Imagine you're in a small tribe on a desert island with limited resources.

Do you think Mr hog-absolutely-everything-so-I-can-joyride-a-giant-dick-that-others-designed-for-me-into-what-can-only-just-be-technically-called-space-so-I-can-now-cringeworthily-call-myself-an-astronaut-without-having-any-actual-skills would be popular in the tribe, or not?

Well, we're all part of a larger tribe on a slightly bigger island with limited resources, and I have some ideas on who I wouldn't mind being seen thrown into the volcano.

And all the more satisfying if there's the added poetic justice of them falling into the volcano themselves because of their own incredibly loud stupidity. So call me a hater if you like.


> So call me a hater if you like.

I'd probably call it tribalism? 20th century had quite a lot of poorer people killing richer people in the name of same.


Yes, I'm in the 99.999999% population tribe.

The billionaires are clearly a hostile, rival tribe stealing our resources.


No, tribalistic thinking should go the way of the dodo. There's no "us".

There are just people, who can be convinced to do unspeakable things by media over a long period gradually activating their vestigial tribalism.


[flagged]


You see proved my point.

One man's hate group is another man's valuable discussion forum. Mocking people who won't take precautions against COVID is perfectly OK! Mocking people who won't take precautions against eating too much food is "hate."


FPH actively went after individuals who could be easily identified. And they weren't content to keep their opinions in their own sub. Instead they would pop up regularly in completely unrelated discussions. They also had a culture of harassment.

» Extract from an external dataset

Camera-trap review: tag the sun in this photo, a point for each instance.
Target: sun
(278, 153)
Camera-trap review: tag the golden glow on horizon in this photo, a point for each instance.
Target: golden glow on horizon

They made themselves rather unpopular. If they had stuck to their own sub, made an effort to hide the identities of their targets, and mostly just said: "boy, I really hate fat people. So disgusting", then they'd probably still be around today.

Those are some key differences between FPH and HCA. Not to mention HCA is a response to the ongoing pandemic. While fatness isn't contagious. The obese are only hurting themselves.


Obesity isn't contagious so these things aren't remotely comparable.

It was just a hate group, stop digging man.


> It was just a hate group, stop digging man

I like your ironic username.


Ah, yes. We've descended to the point where HN gets mad at you for building technology that lets people speak to each other without people on the west coast sitting in meetings and deciding whether that speech is moral.

All I see on this thread is people saying speech is bad, censorship resistance is irresponsible, and that it's very important that the Bay Area control words that go over the internet.

To hell with that attitude. Technology should start to just ignore HN and its moralistic and increasingly irrelevant screeching.